Although Gauss was the first to suggest the normal distribution law, Laplace made
significant contributions. It was Laplace who first posed the problem of aggregating several
observations in 1774, although his own solution led to the Laplacian distribution. It was Laplace
who first calculated the value of the integral ∫ e − t ² dt = √ π in 1782, providing the normalization
constant for the normal distribution. Finally, it was Laplace who in 1810 proved and presented to
the Academy the fundamental central limit theorem, which emphasized the theoretical
importance of the normal distribution
Conclusion
There are two types of probability distribution, binomial distribution and normal
distribution. Both distributions are very useful as they help us to solve problems in real
life. For binomial distribution, it can be described as the probability of a SUCCESS or
FAILURE outcome in an experiment, that is repeated multiple time. For a real-life
example, if a new drug is introduced to cure a disease, it either cures the disease
(successful) or it doesn’t cure the disease (failure). If we purchase a lottery ticket, we’re
either going to win money, or aren’t.

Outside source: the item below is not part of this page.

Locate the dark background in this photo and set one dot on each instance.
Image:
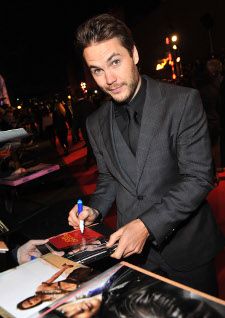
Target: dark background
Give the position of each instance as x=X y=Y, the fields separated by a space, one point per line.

In contrast, the normal distribution is very
important in statistic as it approximately fits into actual, observed probability of many
real-life measurements such as height, weight and blood pressure.
From the survey done, we can conclude that majority of the students are in the
normal BMI category. However, there are still many students that do not achieve an
ideal BMI, which is from 18.5 to 24.9. They were in the underweight, overweight and
obese categories. Proper diet arrangement and regular exercises are needed for them to
return to the normal BMI category, so that they live a healthier life.
Reference
1. http://en.wikipedia.org/wiki/Normal_distribution
2. http://en.wikipedia.org/wiki/Binomial_distribution
3. http://en.wikipedia.org/wiki/Pierre-Simon_Laplace
4. http://en.wikipedia.org/wiki/Carl_Friedrich_Gauss
5. http://en.wikipedia.org/wiki/Abraham_de_Moivre
REFLECTION
While conducting this project, I have learnt the importance of using binomial distribution and
normal distribution to solve mathematical and statistics problems. Apart from that, this project
encourages students to gather information from the Internet, making surveys, improve thinking
skills and promote effective mathematical communication.
After conducting this project, I found out that most of the students have an ideal BMI index.
This means that they always maintain a healthy lifestyle. Besides, they always keep their body
fit.
On the other hand, from this project, I have given the chance to promote some moral values
while conducting this project. Firstly, I learn to be thankful to my additional mathematics
teacher, Pn.Aznita binti Sairi who has been so caring who has given guidance to me while
conducting this project. Besides, I also want to thank to my friends who have been very co-
operative with me while conducting this project. Furthermore, I am appreciate those
mathematician who invented normal distribution and binomial distribution so that our current life
is easy in solving questions concerning in this aspect.